Saturday, 4 October 2014

A Journey

We've been away for the last three weeks, hence the rather 'potted' nature of recent blog entries, for which I apologise.  During that time, we did a great deal of travelling.  We flew to Vancouver, and then took ship north to the fjords of Alaska, where one could watch the ice carving the hills and coastline into the sort of topography we see in West Ardnamurchan today.  This is Glacier Bay, where the glaciers are melting back at an alarming rate.

From British Columbia we travelled east, into the wilderness of the Rockies, where the wildlife that once roamed Scotland is preserved in some magnificent national parks - this is Jasper.

Canada never ceases to impress us, not only for its size and natural beauty but also for the way the pioneers, and now western technology, have tamed it.  The Rockies were initially opened up by....

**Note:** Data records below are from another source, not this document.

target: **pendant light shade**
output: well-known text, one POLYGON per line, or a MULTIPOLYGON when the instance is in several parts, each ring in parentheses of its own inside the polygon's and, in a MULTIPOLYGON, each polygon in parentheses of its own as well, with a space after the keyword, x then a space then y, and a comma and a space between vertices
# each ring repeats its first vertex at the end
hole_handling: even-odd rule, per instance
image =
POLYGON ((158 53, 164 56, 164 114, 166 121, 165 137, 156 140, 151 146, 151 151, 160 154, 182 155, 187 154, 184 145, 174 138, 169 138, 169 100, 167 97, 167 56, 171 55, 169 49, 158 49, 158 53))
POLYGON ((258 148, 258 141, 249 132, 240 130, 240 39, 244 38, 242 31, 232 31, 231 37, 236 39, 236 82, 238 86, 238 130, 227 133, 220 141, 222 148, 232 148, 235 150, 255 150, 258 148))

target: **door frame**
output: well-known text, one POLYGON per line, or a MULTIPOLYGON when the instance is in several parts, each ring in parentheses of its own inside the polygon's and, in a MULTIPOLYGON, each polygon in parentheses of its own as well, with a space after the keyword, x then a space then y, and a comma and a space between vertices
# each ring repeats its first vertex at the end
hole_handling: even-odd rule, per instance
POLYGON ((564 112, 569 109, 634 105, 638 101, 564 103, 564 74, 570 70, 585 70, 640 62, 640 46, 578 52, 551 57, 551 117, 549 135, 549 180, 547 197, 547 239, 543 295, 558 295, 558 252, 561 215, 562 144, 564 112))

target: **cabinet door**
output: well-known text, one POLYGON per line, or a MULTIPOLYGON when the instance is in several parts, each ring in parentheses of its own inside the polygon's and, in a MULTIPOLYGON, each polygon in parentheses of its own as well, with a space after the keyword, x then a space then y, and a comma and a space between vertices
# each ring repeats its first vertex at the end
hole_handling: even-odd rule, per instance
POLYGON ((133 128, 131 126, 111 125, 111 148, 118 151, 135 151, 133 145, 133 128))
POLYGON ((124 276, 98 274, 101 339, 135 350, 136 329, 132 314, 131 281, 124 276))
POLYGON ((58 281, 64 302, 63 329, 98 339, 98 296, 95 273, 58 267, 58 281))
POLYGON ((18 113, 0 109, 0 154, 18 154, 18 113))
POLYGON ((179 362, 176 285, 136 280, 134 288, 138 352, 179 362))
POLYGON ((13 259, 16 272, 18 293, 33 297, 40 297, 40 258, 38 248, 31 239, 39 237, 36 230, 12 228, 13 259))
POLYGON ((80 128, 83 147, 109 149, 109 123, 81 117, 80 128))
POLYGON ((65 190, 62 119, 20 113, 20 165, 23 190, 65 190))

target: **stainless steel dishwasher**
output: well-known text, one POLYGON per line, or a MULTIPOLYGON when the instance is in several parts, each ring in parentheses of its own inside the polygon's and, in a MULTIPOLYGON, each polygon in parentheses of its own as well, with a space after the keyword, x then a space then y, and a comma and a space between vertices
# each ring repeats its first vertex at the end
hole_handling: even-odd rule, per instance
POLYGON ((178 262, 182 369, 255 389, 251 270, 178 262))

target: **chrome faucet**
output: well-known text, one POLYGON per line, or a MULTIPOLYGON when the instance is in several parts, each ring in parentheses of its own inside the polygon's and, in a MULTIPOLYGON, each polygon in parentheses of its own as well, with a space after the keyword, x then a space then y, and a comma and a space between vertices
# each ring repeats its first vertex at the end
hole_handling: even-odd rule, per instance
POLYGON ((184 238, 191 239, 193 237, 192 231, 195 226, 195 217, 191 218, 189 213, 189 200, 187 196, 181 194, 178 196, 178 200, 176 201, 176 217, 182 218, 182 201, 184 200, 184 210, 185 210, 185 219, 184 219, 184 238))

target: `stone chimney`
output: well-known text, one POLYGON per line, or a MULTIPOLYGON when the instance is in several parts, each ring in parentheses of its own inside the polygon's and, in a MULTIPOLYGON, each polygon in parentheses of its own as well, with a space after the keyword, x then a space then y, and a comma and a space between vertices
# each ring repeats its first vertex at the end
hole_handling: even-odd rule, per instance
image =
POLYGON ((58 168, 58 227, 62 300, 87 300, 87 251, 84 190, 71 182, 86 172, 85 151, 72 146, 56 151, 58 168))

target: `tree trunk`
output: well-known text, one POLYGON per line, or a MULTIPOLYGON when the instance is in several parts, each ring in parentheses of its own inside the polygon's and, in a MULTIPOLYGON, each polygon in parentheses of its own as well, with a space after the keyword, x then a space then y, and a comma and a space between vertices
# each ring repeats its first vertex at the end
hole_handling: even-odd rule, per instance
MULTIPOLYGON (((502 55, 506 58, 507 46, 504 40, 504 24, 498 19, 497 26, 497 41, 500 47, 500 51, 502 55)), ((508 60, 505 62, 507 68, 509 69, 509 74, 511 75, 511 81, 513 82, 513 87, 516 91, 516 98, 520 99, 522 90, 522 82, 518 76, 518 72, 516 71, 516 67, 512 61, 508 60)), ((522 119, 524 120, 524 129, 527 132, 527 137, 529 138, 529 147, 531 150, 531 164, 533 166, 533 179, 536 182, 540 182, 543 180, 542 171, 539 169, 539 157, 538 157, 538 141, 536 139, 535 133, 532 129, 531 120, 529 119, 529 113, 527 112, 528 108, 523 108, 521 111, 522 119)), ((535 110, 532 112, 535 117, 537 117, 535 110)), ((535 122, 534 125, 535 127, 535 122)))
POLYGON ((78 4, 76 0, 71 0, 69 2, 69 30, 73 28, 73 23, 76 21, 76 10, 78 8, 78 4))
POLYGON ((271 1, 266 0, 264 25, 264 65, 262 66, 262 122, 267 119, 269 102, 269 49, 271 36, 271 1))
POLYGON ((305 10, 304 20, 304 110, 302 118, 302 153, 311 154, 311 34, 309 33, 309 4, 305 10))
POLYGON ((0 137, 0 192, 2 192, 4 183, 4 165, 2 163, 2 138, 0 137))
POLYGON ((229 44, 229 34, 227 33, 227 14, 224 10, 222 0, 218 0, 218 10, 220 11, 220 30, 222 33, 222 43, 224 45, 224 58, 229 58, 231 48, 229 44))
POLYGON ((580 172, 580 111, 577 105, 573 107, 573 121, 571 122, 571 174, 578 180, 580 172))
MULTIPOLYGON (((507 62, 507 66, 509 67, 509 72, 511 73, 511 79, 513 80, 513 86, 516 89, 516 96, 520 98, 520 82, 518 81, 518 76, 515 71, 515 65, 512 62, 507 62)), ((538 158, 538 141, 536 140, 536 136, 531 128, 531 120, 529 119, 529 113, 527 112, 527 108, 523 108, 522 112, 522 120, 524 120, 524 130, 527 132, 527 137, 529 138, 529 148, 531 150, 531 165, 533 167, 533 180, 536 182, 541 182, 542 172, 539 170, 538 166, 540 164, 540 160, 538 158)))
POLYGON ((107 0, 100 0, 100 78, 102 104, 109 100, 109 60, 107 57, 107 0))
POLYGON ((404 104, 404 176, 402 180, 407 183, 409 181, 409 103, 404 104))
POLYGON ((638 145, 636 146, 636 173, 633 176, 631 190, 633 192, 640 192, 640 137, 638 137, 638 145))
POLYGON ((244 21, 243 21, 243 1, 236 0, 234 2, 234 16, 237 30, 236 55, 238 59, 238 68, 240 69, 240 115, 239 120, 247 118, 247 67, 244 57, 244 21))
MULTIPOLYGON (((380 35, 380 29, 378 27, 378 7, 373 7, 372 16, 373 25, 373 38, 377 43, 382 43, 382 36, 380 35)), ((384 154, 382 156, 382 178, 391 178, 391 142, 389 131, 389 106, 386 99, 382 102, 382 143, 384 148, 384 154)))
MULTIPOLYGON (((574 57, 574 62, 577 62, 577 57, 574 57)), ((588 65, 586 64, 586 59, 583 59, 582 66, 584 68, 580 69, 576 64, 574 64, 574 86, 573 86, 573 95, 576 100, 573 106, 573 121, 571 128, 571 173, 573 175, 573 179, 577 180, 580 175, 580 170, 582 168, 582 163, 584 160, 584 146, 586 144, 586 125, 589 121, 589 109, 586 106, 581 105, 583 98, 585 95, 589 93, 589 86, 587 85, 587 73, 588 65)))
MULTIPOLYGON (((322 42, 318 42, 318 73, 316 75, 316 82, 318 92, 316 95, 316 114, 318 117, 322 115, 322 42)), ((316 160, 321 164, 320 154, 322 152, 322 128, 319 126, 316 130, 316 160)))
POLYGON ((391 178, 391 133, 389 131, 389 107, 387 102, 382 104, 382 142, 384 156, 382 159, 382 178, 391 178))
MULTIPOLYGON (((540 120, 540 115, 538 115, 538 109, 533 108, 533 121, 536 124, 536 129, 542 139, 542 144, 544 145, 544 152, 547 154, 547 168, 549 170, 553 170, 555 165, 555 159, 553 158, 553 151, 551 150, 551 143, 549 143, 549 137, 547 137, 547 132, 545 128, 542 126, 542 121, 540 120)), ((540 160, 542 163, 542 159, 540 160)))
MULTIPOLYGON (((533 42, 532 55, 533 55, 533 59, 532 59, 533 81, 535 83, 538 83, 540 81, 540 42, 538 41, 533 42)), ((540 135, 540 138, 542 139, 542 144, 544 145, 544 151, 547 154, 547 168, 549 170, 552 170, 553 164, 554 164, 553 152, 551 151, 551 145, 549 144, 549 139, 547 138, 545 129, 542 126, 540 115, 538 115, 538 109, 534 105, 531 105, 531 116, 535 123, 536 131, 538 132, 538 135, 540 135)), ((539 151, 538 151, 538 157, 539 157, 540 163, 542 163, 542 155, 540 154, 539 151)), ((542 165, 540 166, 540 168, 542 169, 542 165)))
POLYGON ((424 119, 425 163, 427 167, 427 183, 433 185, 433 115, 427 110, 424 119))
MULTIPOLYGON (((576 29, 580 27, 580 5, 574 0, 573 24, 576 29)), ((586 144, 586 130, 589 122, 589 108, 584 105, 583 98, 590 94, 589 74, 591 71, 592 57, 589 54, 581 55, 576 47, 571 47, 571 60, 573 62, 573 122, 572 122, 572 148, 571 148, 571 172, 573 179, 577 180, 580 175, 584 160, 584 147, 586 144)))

....the construction of railways - this is the Canadian National route which cuts through Jasper National Park.  Everything about the way the Canadians have tackled their immense country is, in its turn, on an immense scale.  A typical freight train pulls 120 or more loaded trucks....

....while Canadian highways are built on an epic scale which ensures that, unlike our motorways, they are remarkably empty of traffic.  The Canadians take great pride in everything they do, so the hundreds of miles of roads we followed were clear of litter and remarkably free of potholes, and the thousands of hectares of grass on either side of and between the carriageways neatly mown.

This pride is as visible in their cities, even in the much-maligned Edmonton, capital of Alberta.  This is a typical riverside park, beautifully kept and full of picnic spots, barbecue facilities, tennis courts, baseball and football pitches, and much, much more - all, as far as we could see, free for the using.  What looms behind the fountains explains this civic wealth.  Edmonton is the centre of the Alberta oil industry.

Everywhere we went we saw the legacy of the many Scots who, willingly or unwillingly, emigrated to Canada and played, as Scots always do, a disproportionately large part in whatever enterprise they turned their hand to.  Their part in opening up this great country is reflected in its place names.  This is Canmore, the small town in the Rockies where we spent the last three days of our journey. We spent our penultimate day climbing Mount Lady MacDonald.  And we flew home from nearby Calgary.

1 comment:

  1. Great pictures John seems like a great place but its just not Kilchoan.